Accountability journalism the $600M government-subsidized media won't tell you.

Carney’s Immigration Excuse Exposes the Liberal Growth Mask

Carney says lower immigration helps explain weak topline GDP. That admission exposes how Liberal growth relied on population inflows instead of productivity, housing capacity and private-sector strength.

Editorial cartoon showing a generic federal leader lifting a population-growth mask from cracked economic indicators while taxpayers ask for receipts

Prime Minister Mark Carney’s newest recession explanation should bother anyone who cares about honest economic accounting. The Canadian Press reported June 4 that Carney said lower immigration under his government helps explain why Canada’s economy has declined for the last two quarters and moved into “recession territory.” He has avoided using the word “recession” himself, while some economists say the broader indicators do not yet justify that label.

Set the label aside. The admission is still revealing. If lower population growth is enough to drag down the headline numbers, then Ottawa’s earlier growth story was weaker than advertised. For years, Liberal governments treated rapid population expansion as proof of economic momentum. More consumers, more renters, more workers and more students could lift total GDP even while ordinary Canadians faced worse housing pressure, weaker per-capita output and a tougher entry-level job market.

The Canadian Press quoted RBC economist Nathan Janzen saying large immigration inflows helped prop up total GDP and employment growth, even as per-capita GDP was declining and unemployment was rising in a way that historically resembled recession conditions. That is the core accountability issue: the headline economy could look “firm” while the kitchen-table economy was already flashing red.

The current data are not comforting. Statistics Canada’s May 29 weekly review said real GDP was unchanged in the first quarter of 2026. Business investment in residential structures fell 2.0 percent, and resale housing activity fell 9.9 percent in the quarter after falling 3.4 percent in 2025 overall. Its March GDP-by-industry release said real GDP edged down 0.1 percent in March, driven by goods-producing industries, while goods output fell 0.8 percent that month.

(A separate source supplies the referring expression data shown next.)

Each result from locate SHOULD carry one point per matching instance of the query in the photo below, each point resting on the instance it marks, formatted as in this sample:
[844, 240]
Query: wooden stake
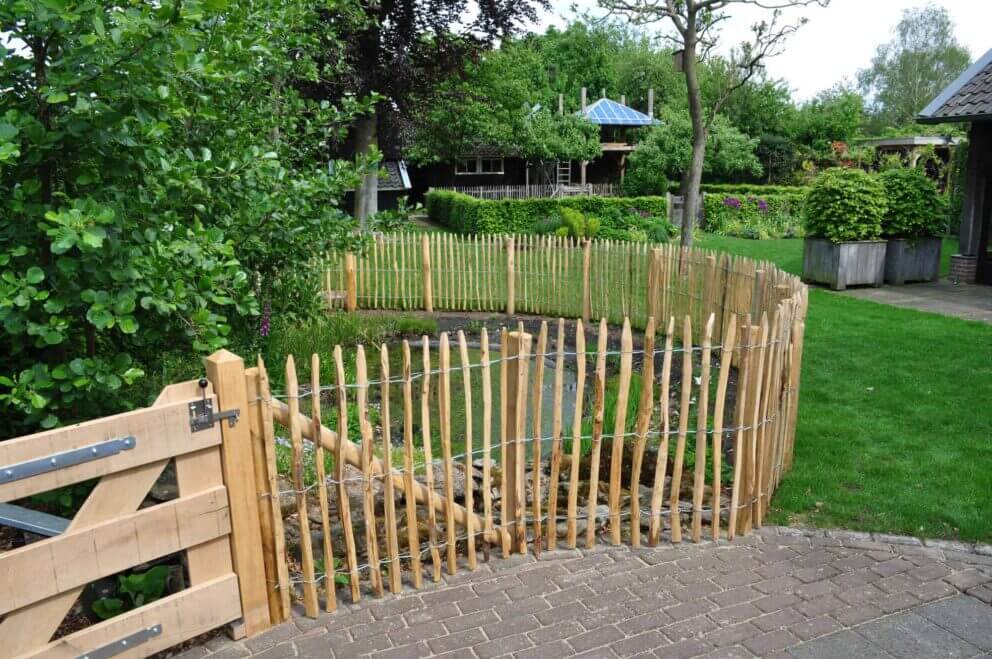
[699, 477]
[306, 547]
[344, 504]
[619, 429]
[661, 466]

Meanwhile, Ottawa is now reducing the immigration intake it previously expanded. The government’s 2026–2028 levels plan stabilizes permanent resident admissions at 380,000 a year and sets 2026 temporary-resident arrival targets at 230,000 workers and 155,000 students. CityNews reported those targets mark a major reduction from the earlier 2024 plan, which had projected 500,000 permanent residents in 2026 and did not set a temporary-resident target.

A serious government would treat this as a balance-sheet moment, not a communications problem. If population growth masked structural weakness, Canadians deserve to know what the real engine of growth is supposed to be now: productivity, private investment, exports, housing construction, or another round of government-directed spending. The OECD’s June outlook projects Canada growing 1.2 percent in 2026 and 1.7 percent in 2027, supported in part by household consumption and government defence and infrastructure spending, while warning that downside risks remain.

That is not a plan taxpayers can grade without receipts. Carney should publish a monthly dashboard tracking per-capita GDP, business investment, housing starts, youth unemployment, private-sector job creation, temporary-resident volumes, and infrastructure dollars actually delivered. If lower immigration exposes weakness, the answer is not to blame the adjustment. The answer is to admit the Liberal model leaned too hard on population growth and too little on building an economy Canadians can afford to live in.

Sources

This article uses “recession territory” as reported by The Canadian Press and distinguishes that from a broad official recession call. The argument is an accountability test based on public comments, official GDP data, immigration targets and OECD projections.